Thoughts

This page contains my thoughts on various technical topics. Some could probably be expanded into whole blog posts. We'll see if I ever get there.

Programming Languages

Before We Begin...

Before I start giving opinions on programming languages, I want to start by stating that a programming language is simply a tool. In the hands of a master, almost any language can be used effectively. While some languages are more appropriate for certain scenarios, there are always larger issues, such as the understanding and competenence of those surrounding you.

PHP

Last updated 2011-05-12

PHP was one of the first programming languages I used on personal projects (as opposed to classroom work). At the time I learned and used it, I only really knew C++. And, coming from C++, PHP was just easier to use. And, when you are a student and want to get things done fast, the choice is easy.

In my PHP days, I wrote a mountain of blog posts about PHP. I was excited about PHP 5 over PHP 4 because it meant increasing the liklihood of better organized code through OO. At the time (and I believe it is still the case), many PHP programs were glorified shell scripts. They include other files haphazzardly. They don't have a unified API or library design. They just felt hacked up. I always tried to be a "good" PHP programmer by utilizing classes, implementing tests through PHPUnit, making source code readable, etc.
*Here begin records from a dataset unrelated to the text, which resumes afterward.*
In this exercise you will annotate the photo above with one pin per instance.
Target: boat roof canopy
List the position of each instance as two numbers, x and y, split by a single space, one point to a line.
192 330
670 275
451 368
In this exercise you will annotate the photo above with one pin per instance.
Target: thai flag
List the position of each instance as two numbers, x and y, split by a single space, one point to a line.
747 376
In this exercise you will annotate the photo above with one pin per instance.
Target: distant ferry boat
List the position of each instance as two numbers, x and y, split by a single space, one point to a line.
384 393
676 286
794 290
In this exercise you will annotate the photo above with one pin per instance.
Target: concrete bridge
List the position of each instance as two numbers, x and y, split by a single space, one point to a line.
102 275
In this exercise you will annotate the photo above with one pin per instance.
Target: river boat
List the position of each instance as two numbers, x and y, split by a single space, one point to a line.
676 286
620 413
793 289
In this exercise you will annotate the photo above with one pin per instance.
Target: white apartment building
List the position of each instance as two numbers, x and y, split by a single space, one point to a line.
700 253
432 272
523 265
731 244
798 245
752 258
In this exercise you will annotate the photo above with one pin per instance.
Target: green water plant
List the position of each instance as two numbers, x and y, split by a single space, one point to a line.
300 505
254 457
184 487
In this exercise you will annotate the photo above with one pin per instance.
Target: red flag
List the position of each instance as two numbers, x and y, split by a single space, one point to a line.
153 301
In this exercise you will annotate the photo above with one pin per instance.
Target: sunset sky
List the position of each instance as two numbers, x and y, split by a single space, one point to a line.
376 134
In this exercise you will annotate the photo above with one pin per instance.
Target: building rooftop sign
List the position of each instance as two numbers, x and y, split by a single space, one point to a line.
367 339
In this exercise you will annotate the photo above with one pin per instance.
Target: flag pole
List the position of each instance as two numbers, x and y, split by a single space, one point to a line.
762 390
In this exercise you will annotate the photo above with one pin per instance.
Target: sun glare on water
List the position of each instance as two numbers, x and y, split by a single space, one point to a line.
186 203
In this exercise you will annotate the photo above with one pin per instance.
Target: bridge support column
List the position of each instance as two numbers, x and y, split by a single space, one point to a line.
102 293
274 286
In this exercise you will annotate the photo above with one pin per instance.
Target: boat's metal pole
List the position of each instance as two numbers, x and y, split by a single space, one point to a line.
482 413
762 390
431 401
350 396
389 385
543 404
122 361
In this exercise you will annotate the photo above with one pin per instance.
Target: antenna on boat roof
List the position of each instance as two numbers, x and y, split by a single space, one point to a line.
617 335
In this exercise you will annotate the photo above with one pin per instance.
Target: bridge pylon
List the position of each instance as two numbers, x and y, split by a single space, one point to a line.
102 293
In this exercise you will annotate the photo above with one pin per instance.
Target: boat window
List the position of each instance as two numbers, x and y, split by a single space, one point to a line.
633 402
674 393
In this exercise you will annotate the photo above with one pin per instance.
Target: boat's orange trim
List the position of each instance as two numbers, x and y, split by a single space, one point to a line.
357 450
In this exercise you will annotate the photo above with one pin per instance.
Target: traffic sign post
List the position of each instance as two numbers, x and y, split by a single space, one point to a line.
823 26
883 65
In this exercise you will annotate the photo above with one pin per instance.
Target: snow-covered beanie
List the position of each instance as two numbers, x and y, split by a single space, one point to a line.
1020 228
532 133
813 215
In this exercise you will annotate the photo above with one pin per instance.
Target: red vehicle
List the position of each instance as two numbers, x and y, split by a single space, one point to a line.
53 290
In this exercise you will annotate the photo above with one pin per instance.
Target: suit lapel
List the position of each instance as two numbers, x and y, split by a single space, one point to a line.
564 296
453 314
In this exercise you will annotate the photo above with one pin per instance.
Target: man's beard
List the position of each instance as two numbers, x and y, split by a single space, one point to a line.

After learning other scripting languages (like Perl and Python), I quickly abandoned PHP in favor of them. They offer everything PHP does (and more) and they do it better. About the only thing PHP has/had going for it was its ubuiquity. You could run a PHP program nearly everywhere. But in the corporate world, where I had my own servers, I could do anything I wanted.

My gripes about PHP will likely echo others':

  • Monolithic global namespace. There's a couple thousand functions in there! And, they are often all available all the time. It's no wonder why there are so few PHP interpreters out there.
  • Library community (PEAR) stinks. It can't touch CPAN or even PyPI.
  • Haphazzard versioning. Point releases would often include major version bumps on bundled packages (like PCRE). Gah!
  • Many security problems. It is one thing for poorly-written PHP applications to have security vulnerabilities. It is another for the core language releases to be plagued by security vulnerabilities.
  • HTTP server integration. Back when the Apache HTTP Server ruled the world, everybody and his sister ran Apache+mod_php. However, you could hardly do any deep integration with the HTTP server internals from within PHP. And, it appears you still can't (for better or worse). I often found myself needing features that only mod_perl or mod_python could provide.

Perl

Last updated 2011-05-12

I first ran into Perl when I was very young and my father thought I might enjoy learning how to program. He gave me a print out of a free book on how to learn Perl. My mind could not grok it at the time, so I moved on.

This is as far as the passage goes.